His only real engagement with a character’s deeper implications was the one of Sophie’s. Her presentation at the Faninal palace on top of an oversized board room table did spell out her status as a tradable good. As always with Strauss his women are multilayered human beings with interesting stories to tell. Sophie’s love at first time moment with Octavian was exaggerated with a side to side synchronised sway that one would expect on a Disney cartoon. It may have been endearing at first but eventually made the characters look incapable of true feelings. For all his directorial skill at stage pictures he seemed lost at sea at engaging with the emotional worlds that Hofmannsthal and Strauss worked so hard at. Taking a multilayered social drama of the souls and turning it into a parody.
The musical standards were equally patchy with Kate Royal being obviously cast for her gorgeous looks but not for her voice, who became barely audible at any orchestral surges and in duets with Tara Erraught. It is a role that has some of the most thoughtful and introspective music in Strauss’ output and yet Kate Royal preened and stared with little pathos and with a matching bland and underpowered vocal performance. Having seen both Soile Isokoski and Anne Schwanewilms in the last month sing the part I was disappointed. The magic of the score evaporated into a forced battle for survival. The effortless grandeur required turned into a whimper.

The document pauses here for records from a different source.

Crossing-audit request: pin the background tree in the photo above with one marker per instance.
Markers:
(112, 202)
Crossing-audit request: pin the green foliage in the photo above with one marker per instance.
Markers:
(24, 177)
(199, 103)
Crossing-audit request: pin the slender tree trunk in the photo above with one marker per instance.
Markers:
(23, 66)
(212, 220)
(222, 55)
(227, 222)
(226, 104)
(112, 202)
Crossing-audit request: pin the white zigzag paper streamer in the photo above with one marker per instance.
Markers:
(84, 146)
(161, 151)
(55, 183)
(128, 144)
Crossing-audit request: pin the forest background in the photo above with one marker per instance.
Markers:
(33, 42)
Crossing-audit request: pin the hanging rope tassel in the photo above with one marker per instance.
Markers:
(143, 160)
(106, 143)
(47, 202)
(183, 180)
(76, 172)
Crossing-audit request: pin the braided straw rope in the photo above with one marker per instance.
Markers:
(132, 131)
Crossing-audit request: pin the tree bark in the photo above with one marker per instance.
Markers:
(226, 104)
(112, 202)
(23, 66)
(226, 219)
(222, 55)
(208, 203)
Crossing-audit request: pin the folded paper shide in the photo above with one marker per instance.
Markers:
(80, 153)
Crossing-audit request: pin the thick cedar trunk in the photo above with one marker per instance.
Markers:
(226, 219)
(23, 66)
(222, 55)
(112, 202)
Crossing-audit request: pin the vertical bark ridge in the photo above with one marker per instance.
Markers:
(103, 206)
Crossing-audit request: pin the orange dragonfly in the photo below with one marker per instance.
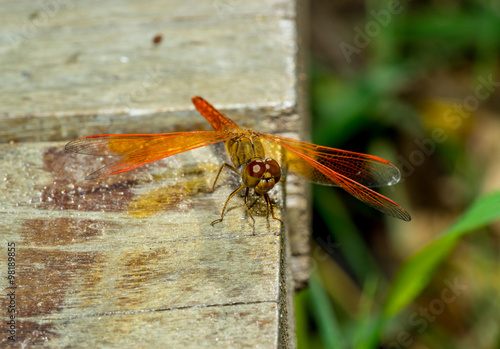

Tara Erraught’s Octavian may not have displayed the eloquence that comes with experience with the likes of Sarah Connolly and Alice Coote but she displayed a vivid engagement with the horny, red-headed side of the character and truly let her hair down as Mariandel layering the slapstick thickly, very much in style with the direction.  Her singing assured and her projection loud and clear.

The Baron Ochs of Lars Woldt was an extraordinary find, a role that in recent years had become the preserve of end of career baritones, using humour to hide huge vocal deficiencies, it became a star vehicle. He sang with great warmth and the attention to the language only a native German speaker can give. His take on the role less sarcastic than most, made me for the first time feel compassionate and maybe even protective of him.

Also very strong contributions by Michael Kraus as Faninal that countered Ochs with the superficial seriousness new money brings. The Marianne of Miranda Keys made a big impression in her description of the arrival of Baron Ochs’ entourage mixing her sweet toned voice with her over-excited persona.

The overall musical direction of Robin Ticciati was lithe and swift but quite frequently at the expense of the more lush string sound one would expect in this opera. It was a display of promise for the future seasons than the finished article of a performance. Maybe having heard the LSO and the CBSO play the score in the past weeks spoilt me.

For all the uproar and the body shaming, it is terribly ironic how very few people focused on the flip side of the coin. The casting of a wonderful singer that is totally inappropriate for the role. The final trio is one of the most sublime pieces written for female voices and yet on Sunday I could not wait for it to end. It had none of the magical, superlative beauty.